For a long time, people have defined resilience as our ability to take a hit and bounce back. The person who could produce the most, tolerate the most stress, and was the first in the office and the last out of the office was considered resilient. Trying to conform to that old paradigm is one of the reasons why so many people are exhausted, near or beyond burnout.

You cannot endlessly absorb stress and take the blows of uncertainty and fear and come back stronger and stronger. It’s like fighting a mouse current. Instead, I believe resilience is about recovery. It’s the recovery process that ultimately allows you to bounce forward, rather than just bounce back.

Practicing resilience rituals allows you to switch between periods of focused energy (the “E-Zone”) and periods of focused rest and recovery (the “R-Zone”), like a light switch flips between on and off. Taking breaks throughout the day allows you to switch between your E-Zone and your R-Zone – using periodic rest, recovery and regeneration as a tool to improve productivity and performance.

If you switch back and forth between these two states often enough throughout the day, you will notice that it increases your ability to concentrate. This allows you to achieve more throughout the day with less exhaustion, less exhaustion and less risk of burnout. Over time, this also helps you build more resilience.

Related: Want to avoid burnout? Start building resilience now.

Exchange menu

So, how can we regenerate in a way that extends our lifespan, capacity and sustainability, either as individuals or as teams? We have developed a “switch menu” of things people can do during the day to reset, recharge and rejuvenate. Some activities can be done in less than a minute, while others can be done in 30 minutes or less. Here are a few to try:

  • Legs against the wall: This is my ultimate go-to for afternoon energy. Instead of drinking coffee or eating a candy bar, try lying flat on your back with your legs vertical against the wall, with your body in the shape of an L. You can do this for as short as 20 minutes with close your eyes, with or without meditation. Set an alarm because you could literally fall asleep! After 20 minutes in that position, you wake up or get up recovered. It feels like a multi-hour nap without dizziness. You have taken the pressure off your back and legs. You have better circulation and circulation. You will feel mentally, physically, emotionally and perhaps even spiritually restored. If I do this for 20 minutes in the afternoon, I find that my capacity matches my best productivity hours in the morning.

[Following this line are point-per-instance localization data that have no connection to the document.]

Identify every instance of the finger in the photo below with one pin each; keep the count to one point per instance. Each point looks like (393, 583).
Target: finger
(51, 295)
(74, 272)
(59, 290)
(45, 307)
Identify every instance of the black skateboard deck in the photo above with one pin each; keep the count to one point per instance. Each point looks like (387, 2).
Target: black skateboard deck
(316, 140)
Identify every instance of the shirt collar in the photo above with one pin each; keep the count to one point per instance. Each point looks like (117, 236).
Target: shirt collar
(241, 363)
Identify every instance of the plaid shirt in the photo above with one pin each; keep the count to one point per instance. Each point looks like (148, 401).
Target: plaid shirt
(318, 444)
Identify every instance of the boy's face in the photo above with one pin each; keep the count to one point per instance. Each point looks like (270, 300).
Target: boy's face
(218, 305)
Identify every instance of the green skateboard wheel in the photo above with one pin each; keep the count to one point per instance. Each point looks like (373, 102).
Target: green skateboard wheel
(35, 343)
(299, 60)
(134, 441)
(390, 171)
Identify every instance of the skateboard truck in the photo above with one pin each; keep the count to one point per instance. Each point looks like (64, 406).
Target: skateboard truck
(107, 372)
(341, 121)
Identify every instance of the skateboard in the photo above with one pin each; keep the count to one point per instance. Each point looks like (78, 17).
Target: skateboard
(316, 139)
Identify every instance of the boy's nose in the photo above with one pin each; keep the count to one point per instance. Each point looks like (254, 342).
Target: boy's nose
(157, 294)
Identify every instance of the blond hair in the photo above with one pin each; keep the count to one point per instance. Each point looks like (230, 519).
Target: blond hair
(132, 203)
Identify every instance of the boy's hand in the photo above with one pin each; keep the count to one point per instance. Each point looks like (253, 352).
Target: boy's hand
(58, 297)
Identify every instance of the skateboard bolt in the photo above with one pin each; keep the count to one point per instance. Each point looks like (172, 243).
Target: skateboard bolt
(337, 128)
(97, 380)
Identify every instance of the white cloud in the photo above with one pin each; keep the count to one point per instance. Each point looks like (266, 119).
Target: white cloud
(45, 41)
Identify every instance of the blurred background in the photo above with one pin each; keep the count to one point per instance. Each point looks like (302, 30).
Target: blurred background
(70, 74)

  • Zone 2 cardio walk: The impact of walking can never be overstated, especially if you walk after meals. Walking helps regulate your biochemistry to lower your heart rate, lower your blood pressure and increase the levels of dopamine and serotonin in your body. Take one or more 20 to 30 minute walks during the day and you will probably feel better. A Zone 2 Cardio Walk is a bit different in that you breathe through your nose and keep your mouth closed while you walk so you don’t talk to other people or talk on your phone. By breathing in and out through your nose, you create more of an aerobic experience with more benefits for your cardiovascular system. It is a combination of walking and breathing exercises that you will find restorative and beneficial to your sense of well-being. Walking after eating will benefit from increasing your metabolism and aiding your digestion and absorption of what you have eaten.

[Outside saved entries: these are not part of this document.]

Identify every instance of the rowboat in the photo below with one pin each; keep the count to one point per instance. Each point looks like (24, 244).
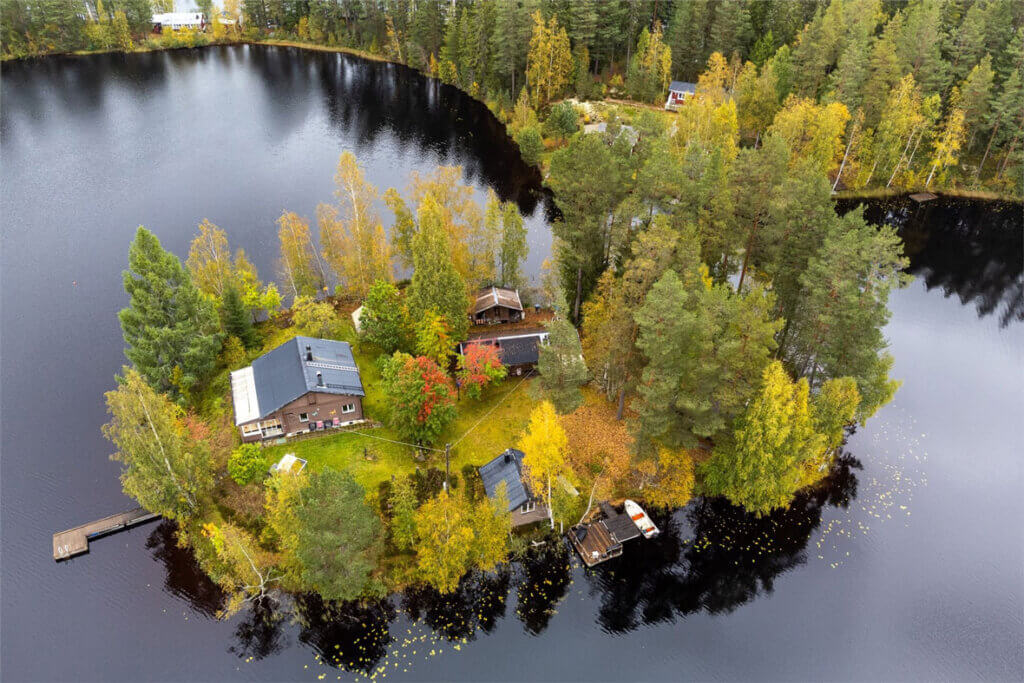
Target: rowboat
(641, 519)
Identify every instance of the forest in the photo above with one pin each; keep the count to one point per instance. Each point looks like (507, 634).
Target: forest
(715, 328)
(927, 94)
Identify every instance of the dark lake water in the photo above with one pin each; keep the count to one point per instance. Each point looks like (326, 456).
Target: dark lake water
(908, 565)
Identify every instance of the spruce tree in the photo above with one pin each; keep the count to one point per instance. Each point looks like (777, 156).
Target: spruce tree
(561, 366)
(436, 285)
(169, 327)
(238, 323)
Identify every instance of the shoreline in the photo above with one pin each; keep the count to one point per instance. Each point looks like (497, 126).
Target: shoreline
(880, 193)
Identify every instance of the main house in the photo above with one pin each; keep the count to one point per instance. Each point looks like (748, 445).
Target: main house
(507, 468)
(678, 93)
(495, 305)
(303, 385)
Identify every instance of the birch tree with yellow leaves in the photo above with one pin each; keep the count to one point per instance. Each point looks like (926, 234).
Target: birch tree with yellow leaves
(549, 62)
(351, 233)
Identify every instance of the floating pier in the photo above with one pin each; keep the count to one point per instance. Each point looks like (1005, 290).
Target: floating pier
(76, 541)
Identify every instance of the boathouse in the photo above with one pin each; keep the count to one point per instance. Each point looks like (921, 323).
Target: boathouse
(679, 91)
(507, 468)
(496, 305)
(602, 539)
(303, 385)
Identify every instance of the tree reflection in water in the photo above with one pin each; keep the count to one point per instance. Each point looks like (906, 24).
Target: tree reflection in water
(260, 632)
(347, 635)
(544, 578)
(476, 605)
(183, 578)
(712, 557)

  • Hand/ear massage: Your ears don’t usually get much touch, and massaging them can be a bit of a state change. This is an area that has been vetted Research to bring about a change in the way neurons fire in your brain. So if you are tired sitting at your desk, close your eyes and massage your ears up and down for about 60 seconds. You can also try massaging your hands between your thumb and index finger. Small switching rituals like this can have a big effect!

Related: 5 Reasons Why Science Says You Seriously Need To Take A Break

There are many ways you can give yourself breaks throughout the day to recharge your energy and restore your resilience. Try taking quiet time for meditation, gratitude, and prayer to start and end your day. Set reminders on your phone to remind you to unplug every day. Experiment with different activities of different durations and see what works best for you.